Conjugate heat transfer and concurrent thermal design for electronics cooling applications.

摘要

The physics associated with forced convection in electronics cooling configurations is explored using direct numerical simulations of a representative geometry, termed the grooved channel, with the imposition of both constant heat flux and constant temperature boundary conditions. The significance of conjugate conduction/convection effects is explored by contrasting the thermal characteristics of four package configurations that differ in material composition and concentration of heat generation, but have the same external dimensions as the grooved channel.

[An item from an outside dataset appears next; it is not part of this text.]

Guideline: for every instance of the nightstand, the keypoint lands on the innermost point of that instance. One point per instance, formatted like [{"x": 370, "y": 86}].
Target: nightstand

These simulations are conducted over a range of Reynolds numbers that span the laminar and transitional flow regimes corresponding to streamwise velocities characteristic of electronics cooling applications (0.75 to 1.25 m/s).; Following this fundamental study, a concurrent thermal design methodology for electronic systems will be outlined. This concurrent design methodology makes use of analytical and numerical analyses that grow in completeness with the evolution of a design. Additionally, a case study is presented that involves the wearable electronic device, Navigator. This case study represents a design effort that was carried through to fruition in a multidesigner/multidiscipline environment.; Finally, a new approach to the solution of conjugate conduction/convection phenomena, based upon the method of Reduction of Order proposed by Kantorovich and Krylov (1958), is described and exemplified for conjugate planar Poiseuille flow. In addition, this semi-analytical technique provides a balance between accuracy and time constraints and, as such, would be appropriate as an early design stage tool.